Given that you can guarantee only one encoder rotates at any time, the scaling of the quadrature decoder isn't really an issue. You can start by finding where the port changed and then decode only that transition.
Otherwise, we have the interesting challenge of finding a parallel algorithm for quadrature decoding applicable to microprocessors. A fundamentally parallel operation most of them have is bitwise operations on wider registers. Let's start by finding each channel where a change has happened, given the port arrangement a1b1a2b2 etc, i.e. every 2-bit group belongs to one channel.
If we do ((value&0xaa)>>1)^(value&0x55)) we get a parity value. This can then be xored with the previous parity value, and presto, we have a step signal. Next comes direction.
Let's set up a Karnaugh map, using inputs a, b, a' and b' (where ' means prior):
phase diagram ___/"""\___/""" a
_/"""\___/"""\_ b
a=0 a=1
b=0 b=1 b=1 b=0 1 means right, 0 means left, x don't care
a'=0 b'=0 x 1 x 0
a'=0 b'=1 0 x 1 x
a'=1 b'=1 x 0 x 1
a'=1 b'=0 1 x 0 x
We have a diagonal pattern, which tends to occur with xor functions. We also have a margin of values that should not be counted (meaning either no step or a missed step). We already found the step function to eliminate those. In essense, all we need is to find the diagonal with 0s in it, so we can invert step to get direction. It looks like the remaining discrimination can be done with b^a':
b^a' a=0 a=1
b=0 b=1 b=1 b=0
a'=0 b'=0 0 1 1 0
a'=0 b'=1 0 1 1 0
a'=1 b'=1 1 0 0 1
a'=1 b'=0 1 0 0 1
So, given that we need a'^b' for step and a' for direction, we can save those two bits from the previous step. Our functions are step=a'^b'^a^b, dir=step&(b^a').
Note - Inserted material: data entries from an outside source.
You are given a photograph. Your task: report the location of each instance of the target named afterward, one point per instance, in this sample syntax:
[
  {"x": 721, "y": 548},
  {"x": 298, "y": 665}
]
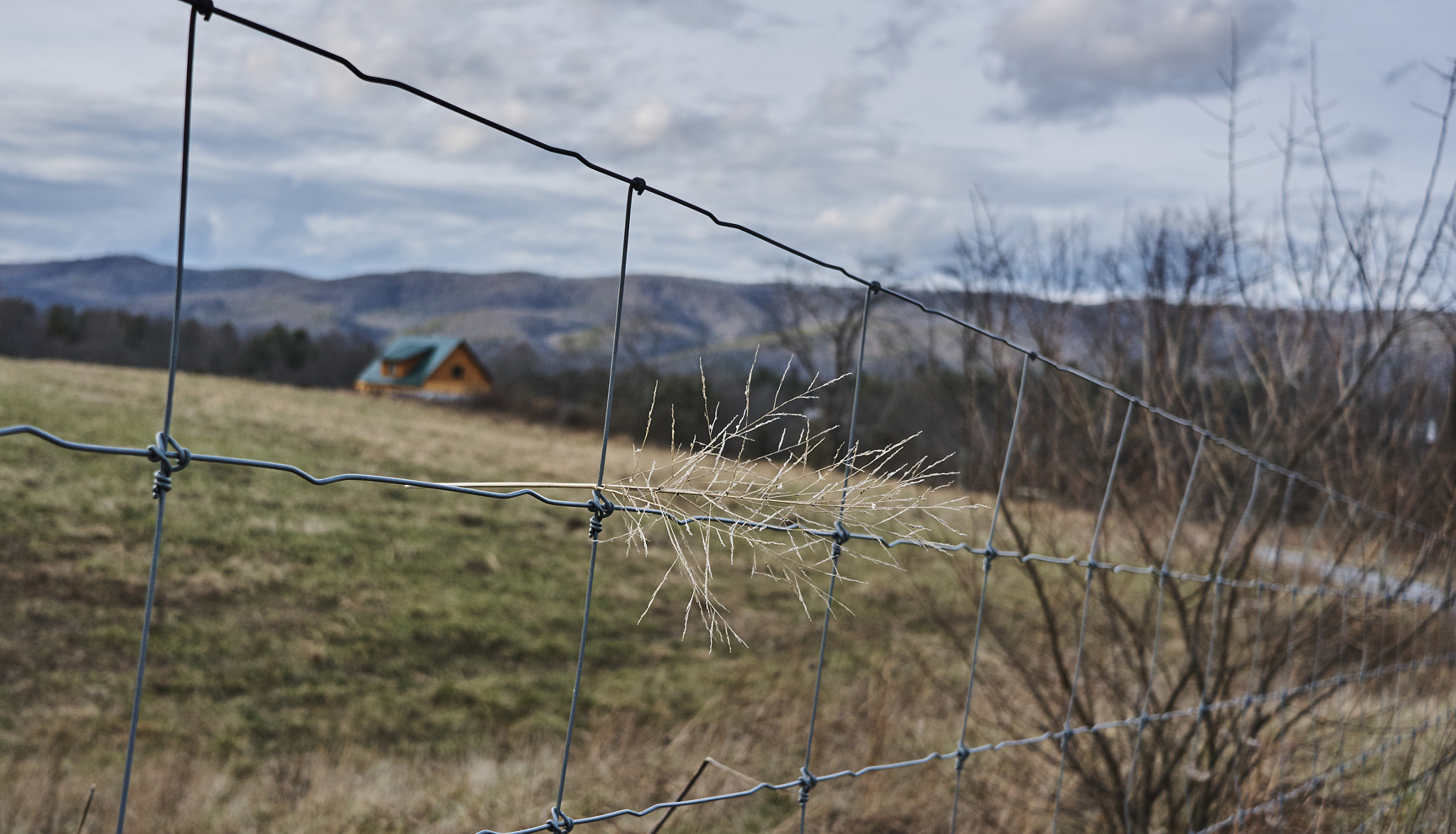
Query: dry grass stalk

old_a_axb = ((oldpin&0xaa)>>1) ^ oldpin
# This has a serious bug, in that the ROL step actually used B from
# the next channel over. Let's fix it.
#b_axb = ROL(pin)^(pin&0x55)
b_axb = ((pin&0xaa)>>1)^(pin&0x55)|((pin&0x55)<<1)
dir_step = old_a_axb ^ b_axb
# Rewrite since the selections get messy
old_al = oldpin&0xaa
old_ar = old_al>>1
old_br = oldpin&0x55
al = pin&0xaa
ar = al>>1
br = pin&0x55
bl = br<<1
axb_r = ar^br
axb_l = axb_r<<1
old_a_axb = oldpin ^ old_ar
b_axb = bl | axb_r = br*3^ar
dir_step = old_a_axb ^ b_axb
next_old_a_axb = axb_l^b_axb
It might be possible to optimize the a^b operation to occur only once, but given that I needed either a or b in the other bits I leave that to someone else. Also, this method doesn't discriminate between channels at all; use another mask and finding set bits to detect which channels actually stepped.
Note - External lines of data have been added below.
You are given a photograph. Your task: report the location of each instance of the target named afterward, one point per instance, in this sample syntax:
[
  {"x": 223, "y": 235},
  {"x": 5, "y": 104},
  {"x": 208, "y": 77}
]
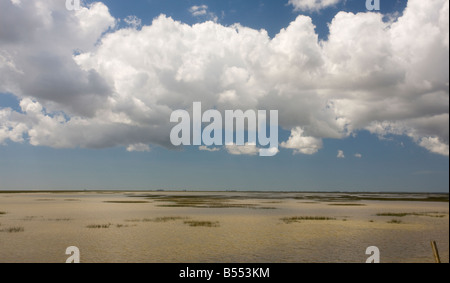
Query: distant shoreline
[{"x": 335, "y": 196}]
Addendum: The algorithm actually gets a lot cleaner if we do not pair the signals in adjacent bits, but use matching positions of separate variables:
# assume, for instance, a[3:0] in pin[7:4] and b[3:0] in pin[3:0]
a=pin>>4
b=pin&0x0f # Separate signals into individual variables
axb=a^b
step=oldaxb^axb
dir=olda^b
olda=a
oldaxb=axb
So, for one register width count of quadrature decoders, it takes two stored variables, three xor operations, and one extra temporary register (which rarely matters).
Best Answer
I am assuming each rotary encoder will have two signals, and may have one more for a switch.
Use multiple microcontrollers (MCUs), with each one handling a subset of the rotary encoders.
Designate one microcontroller as the 'coordinator'. Have the other MCUs ('handlers') communicate with it. If the 'coordinator' actually runs as a communication slave for SPI, I2C or some other convenient interface, the 'handlers' can drive the communication interface interrupt. That way the 'coordinator' will only get triggered when something happens. (Otherwise, the 'coordinator' will have to repeatedly read the other MCU, called polling, which may be less convenient for your system)
You'll need to devise a simple protocol to communicate which encoder has changed, and by how much. That will very likely be more than one byte, which may add a bit of complexity.
Depending on your experience, you might look at microcontrollers which containe quadrature decoder hardware. As an example, ST Micros STM32F parts have timers which can also decode and track quadrature signals.